In a large Dutch oven or heavy-bottomed pot over medium heat, cook the diced pancetta until crispy. Remove the pancetta with a slotted spoon, leaving the rendered fat in the pot.
Add the diced onion and celery to the pot and cook until softened, about 5-7 minutes.
Add the ground meat to the pot. Cook, breaking it up with a spoon, until browned all over.
Pour in the white wine to deglaze the pot, scraping up any browned bits from the bottom. Cook until the wine has mostly evaporated.
Add the blended tomatoes, salt, pepper, parmesan rind (if using), and fresh basil leaves. Stir everything together.
Bring the sauce to a simmer, then reduce the heat to low, cover the pot, and let it cook for at least 2 hours, stirring occasionally. Alternatively, you can place the covered pot in a 300°F (150°C) oven to simmer.

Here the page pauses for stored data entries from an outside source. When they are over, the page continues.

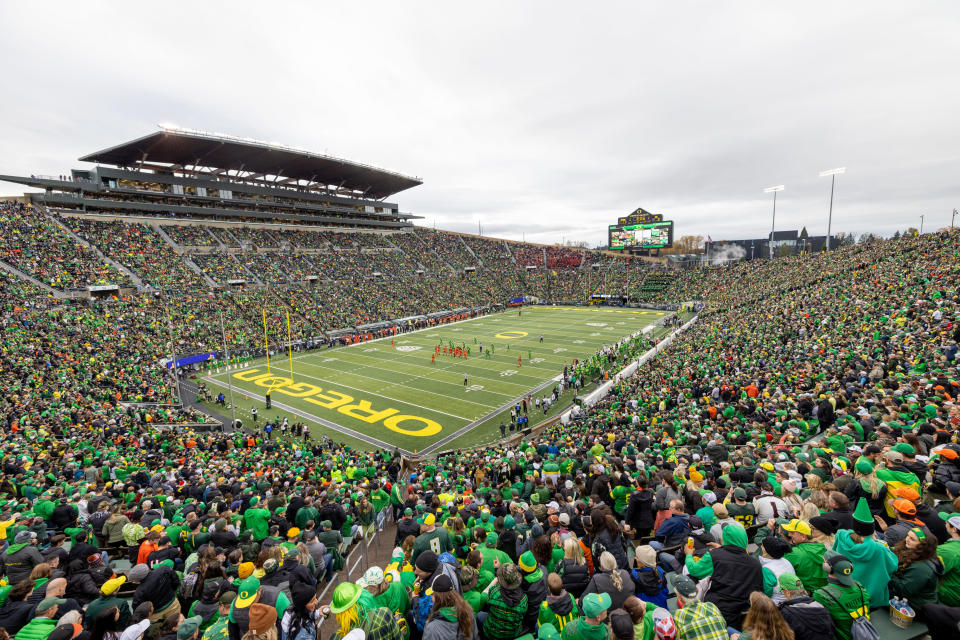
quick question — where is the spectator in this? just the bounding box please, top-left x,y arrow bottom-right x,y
889,527 -> 942,618
479,563 -> 527,640
830,498 -> 898,608
685,523 -> 763,627
775,574 -> 833,640
780,521 -> 827,592
811,555 -> 870,640
735,592 -> 795,640
561,592 -> 611,640
671,575 -> 729,640
422,574 -> 479,640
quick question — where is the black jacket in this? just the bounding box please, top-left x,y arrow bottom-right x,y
0,600 -> 33,635
519,570 -> 548,635
703,545 -> 764,628
581,570 -> 634,612
560,558 -> 589,598
133,565 -> 180,611
624,489 -> 656,534
51,504 -> 78,530
396,517 -> 421,546
778,596 -> 834,640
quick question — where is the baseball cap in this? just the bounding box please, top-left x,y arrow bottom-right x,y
359,566 -> 385,587
894,486 -> 920,502
101,576 -> 127,595
733,487 -> 747,500
235,577 -> 260,608
893,498 -> 917,516
826,554 -> 855,586
35,597 -> 66,614
423,514 -> 436,526
939,512 -> 960,531
781,519 -> 812,537
177,616 -> 204,640
428,574 -> 454,595
778,572 -> 802,591
582,592 -> 612,618
651,607 -> 676,640
672,574 -> 698,598
610,609 -> 636,639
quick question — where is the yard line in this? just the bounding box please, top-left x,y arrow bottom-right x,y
314,348 -> 554,387
201,375 -> 407,453
240,364 -> 480,421
290,360 -> 517,415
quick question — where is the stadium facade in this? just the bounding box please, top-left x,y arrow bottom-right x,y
0,126 -> 422,230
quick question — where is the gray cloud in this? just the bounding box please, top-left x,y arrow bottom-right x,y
1,1 -> 958,247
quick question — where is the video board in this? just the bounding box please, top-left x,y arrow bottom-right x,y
608,220 -> 674,250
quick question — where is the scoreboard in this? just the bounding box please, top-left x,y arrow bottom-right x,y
608,207 -> 674,250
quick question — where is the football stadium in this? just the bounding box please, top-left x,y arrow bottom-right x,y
1,5 -> 959,640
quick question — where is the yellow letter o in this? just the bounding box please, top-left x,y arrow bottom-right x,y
383,415 -> 442,437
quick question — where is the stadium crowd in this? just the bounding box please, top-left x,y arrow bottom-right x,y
2,198 -> 960,640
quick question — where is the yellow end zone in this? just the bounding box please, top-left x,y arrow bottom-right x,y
231,368 -> 443,437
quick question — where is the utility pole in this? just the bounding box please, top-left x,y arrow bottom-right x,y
920,214 -> 925,235
952,208 -> 957,229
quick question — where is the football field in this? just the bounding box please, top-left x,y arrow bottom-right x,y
201,306 -> 668,453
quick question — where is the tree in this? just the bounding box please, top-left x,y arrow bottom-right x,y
777,244 -> 793,257
835,232 -> 856,247
906,227 -> 919,237
799,226 -> 809,240
892,230 -> 901,240
858,232 -> 878,245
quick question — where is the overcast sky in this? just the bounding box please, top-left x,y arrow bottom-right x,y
1,2 -> 958,246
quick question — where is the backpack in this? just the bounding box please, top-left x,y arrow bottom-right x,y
819,586 -> 879,640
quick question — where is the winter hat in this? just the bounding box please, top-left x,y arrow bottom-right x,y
635,545 -> 657,568
248,604 -> 277,635
761,536 -> 791,560
809,516 -> 837,536
852,498 -> 875,536
415,551 -> 438,574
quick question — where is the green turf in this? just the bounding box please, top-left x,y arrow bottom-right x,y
200,306 -> 667,453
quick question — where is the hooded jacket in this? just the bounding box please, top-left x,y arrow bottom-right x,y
624,489 -> 655,533
538,591 -> 577,632
783,541 -> 827,592
631,565 -> 669,609
423,607 -> 478,640
831,528 -> 898,608
519,566 -> 548,634
482,584 -> 527,640
1,542 -> 44,584
685,524 -> 763,627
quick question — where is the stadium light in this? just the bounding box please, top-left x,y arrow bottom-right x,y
819,167 -> 845,250
763,185 -> 785,259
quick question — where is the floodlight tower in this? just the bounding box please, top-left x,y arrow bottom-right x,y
819,167 -> 846,251
763,185 -> 785,259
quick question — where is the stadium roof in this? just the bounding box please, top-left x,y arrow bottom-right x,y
78,126 -> 422,199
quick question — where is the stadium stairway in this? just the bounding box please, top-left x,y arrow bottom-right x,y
49,213 -> 145,288
458,234 -> 481,267
0,260 -> 65,298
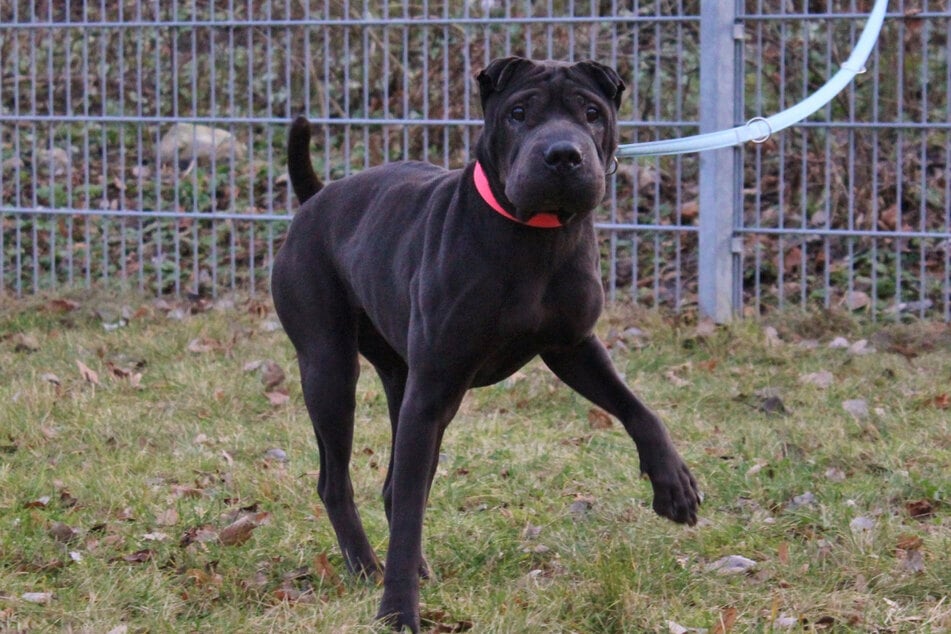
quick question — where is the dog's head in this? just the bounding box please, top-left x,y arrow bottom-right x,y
475,57 -> 625,225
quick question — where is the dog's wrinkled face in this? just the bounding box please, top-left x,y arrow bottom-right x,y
476,58 -> 625,225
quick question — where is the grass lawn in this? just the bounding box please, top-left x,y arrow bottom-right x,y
1,293 -> 948,633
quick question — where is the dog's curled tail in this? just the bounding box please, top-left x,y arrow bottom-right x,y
287,116 -> 323,204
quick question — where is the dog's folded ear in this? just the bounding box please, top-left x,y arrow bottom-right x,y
477,57 -> 536,109
575,61 -> 626,109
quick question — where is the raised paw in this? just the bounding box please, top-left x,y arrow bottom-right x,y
644,453 -> 701,526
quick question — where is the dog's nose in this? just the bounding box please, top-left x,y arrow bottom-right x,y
543,141 -> 583,171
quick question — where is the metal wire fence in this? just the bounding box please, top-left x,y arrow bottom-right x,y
1,1 -> 949,321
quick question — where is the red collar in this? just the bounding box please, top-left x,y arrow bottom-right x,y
473,162 -> 563,229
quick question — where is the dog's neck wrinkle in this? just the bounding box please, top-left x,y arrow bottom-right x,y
473,161 -> 563,229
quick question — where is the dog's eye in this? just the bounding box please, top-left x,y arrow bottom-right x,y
510,106 -> 526,122
585,106 -> 601,123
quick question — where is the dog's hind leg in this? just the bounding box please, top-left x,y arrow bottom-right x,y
358,324 -> 433,580
273,273 -> 382,579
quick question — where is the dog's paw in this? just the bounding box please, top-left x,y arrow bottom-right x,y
644,453 -> 701,526
376,595 -> 421,633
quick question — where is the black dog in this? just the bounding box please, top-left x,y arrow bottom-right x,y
272,57 -> 700,632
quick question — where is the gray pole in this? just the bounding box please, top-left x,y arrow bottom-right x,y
698,1 -> 741,322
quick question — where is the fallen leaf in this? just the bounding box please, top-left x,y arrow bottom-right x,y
261,360 -> 286,391
667,621 -> 690,634
929,393 -> 949,409
171,485 -> 204,499
665,370 -> 690,388
119,549 -> 155,564
41,372 -> 62,386
705,555 -> 756,575
76,360 -> 100,385
187,337 -> 219,354
777,542 -> 789,565
154,507 -> 180,526
24,496 -> 52,509
219,512 -> 270,546
712,606 -> 738,634
243,359 -> 264,372
313,552 -> 345,595
587,408 -> 613,430
265,390 -> 290,406
179,524 -> 218,547
905,499 -> 935,519
420,607 -> 474,632
898,547 -> 925,574
48,298 -> 81,312
568,495 -> 595,518
48,521 -> 79,543
12,333 -> 41,352
824,467 -> 847,482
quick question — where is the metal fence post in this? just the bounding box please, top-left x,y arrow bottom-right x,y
698,1 -> 741,322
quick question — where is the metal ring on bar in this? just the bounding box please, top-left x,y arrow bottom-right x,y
745,116 -> 772,144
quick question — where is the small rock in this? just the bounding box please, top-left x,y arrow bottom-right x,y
22,592 -> 54,604
265,448 -> 288,463
800,370 -> 834,389
843,399 -> 869,419
850,516 -> 875,534
705,555 -> 756,575
828,336 -> 850,349
786,491 -> 817,511
157,123 -> 247,165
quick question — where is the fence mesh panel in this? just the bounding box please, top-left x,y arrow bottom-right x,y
1,1 -> 949,320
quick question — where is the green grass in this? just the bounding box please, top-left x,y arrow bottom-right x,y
1,294 -> 949,633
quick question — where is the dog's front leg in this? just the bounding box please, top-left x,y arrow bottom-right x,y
542,336 -> 700,525
376,374 -> 467,633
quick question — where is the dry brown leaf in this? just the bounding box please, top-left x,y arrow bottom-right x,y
179,524 -> 219,547
76,360 -> 100,385
313,552 -> 345,595
905,499 -> 935,519
219,512 -> 270,546
777,542 -> 789,565
587,408 -> 613,430
187,337 -> 220,354
118,549 -> 155,564
712,607 -> 738,634
155,508 -> 180,526
896,534 -> 923,551
48,521 -> 79,543
171,485 -> 204,500
930,393 -> 949,409
47,298 -> 80,313
266,390 -> 290,406
24,496 -> 51,509
12,333 -> 41,352
261,360 -> 286,391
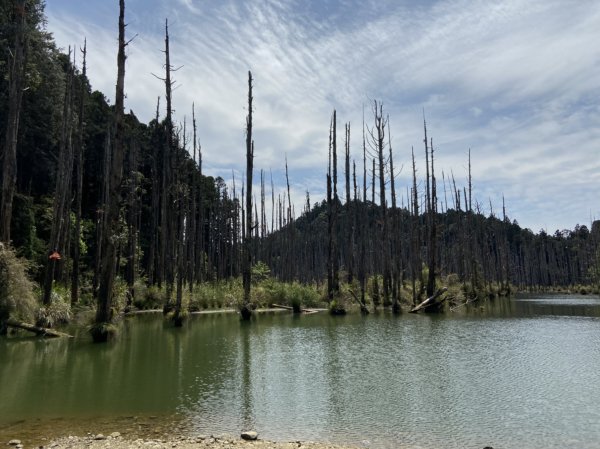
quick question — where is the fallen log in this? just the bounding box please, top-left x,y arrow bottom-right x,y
5,319 -> 73,338
271,304 -> 325,314
410,287 -> 449,313
349,290 -> 370,314
272,303 -> 293,311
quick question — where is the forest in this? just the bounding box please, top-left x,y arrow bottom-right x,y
1,0 -> 599,341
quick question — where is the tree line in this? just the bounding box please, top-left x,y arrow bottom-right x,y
1,0 -> 599,339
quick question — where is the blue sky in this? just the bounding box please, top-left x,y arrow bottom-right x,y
44,0 -> 600,233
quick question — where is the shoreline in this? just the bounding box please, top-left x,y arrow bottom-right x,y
9,433 -> 361,449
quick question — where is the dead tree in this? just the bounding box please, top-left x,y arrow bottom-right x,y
158,19 -> 177,312
126,137 -> 139,310
388,119 -> 400,313
146,97 -> 160,285
42,48 -> 75,306
187,104 -> 198,291
344,123 -> 354,283
0,0 -> 27,243
92,0 -> 128,342
71,40 -> 87,305
369,101 -> 390,306
410,148 -> 421,305
326,111 -> 341,303
241,71 -> 254,321
173,127 -> 186,327
426,137 -> 437,298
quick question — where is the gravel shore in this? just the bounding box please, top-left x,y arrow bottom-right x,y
6,434 -> 359,449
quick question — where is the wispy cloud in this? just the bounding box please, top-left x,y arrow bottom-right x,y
45,0 -> 600,231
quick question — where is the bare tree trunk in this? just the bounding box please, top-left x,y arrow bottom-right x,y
241,71 -> 254,320
92,0 -> 127,342
188,104 -> 198,291
426,138 -> 437,298
71,40 -> 87,306
388,121 -> 400,314
173,151 -> 185,327
331,111 -> 340,300
372,101 -> 390,306
126,137 -> 139,310
327,116 -> 333,299
411,148 -> 420,305
147,97 -> 160,285
93,131 -> 111,298
43,49 -> 75,306
0,0 -> 27,243
161,19 -> 175,313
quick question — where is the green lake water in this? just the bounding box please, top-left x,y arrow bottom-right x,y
1,294 -> 600,448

When the sauce is nearly done, bring a large pot of salted water to a boil. Cook the fresh pappardelle for 2-3 minutes, or until al dente.
Using a spider strainer or tongs, transfer the cooked pasta directly from the water into the pot with the meat sauce. The starchy pasta water will help the sauce cling to the noodles.
Toss the pasta and sauce together until the noodles are well-coated. Serve immediately, topped with freshly grated parmesan cheese.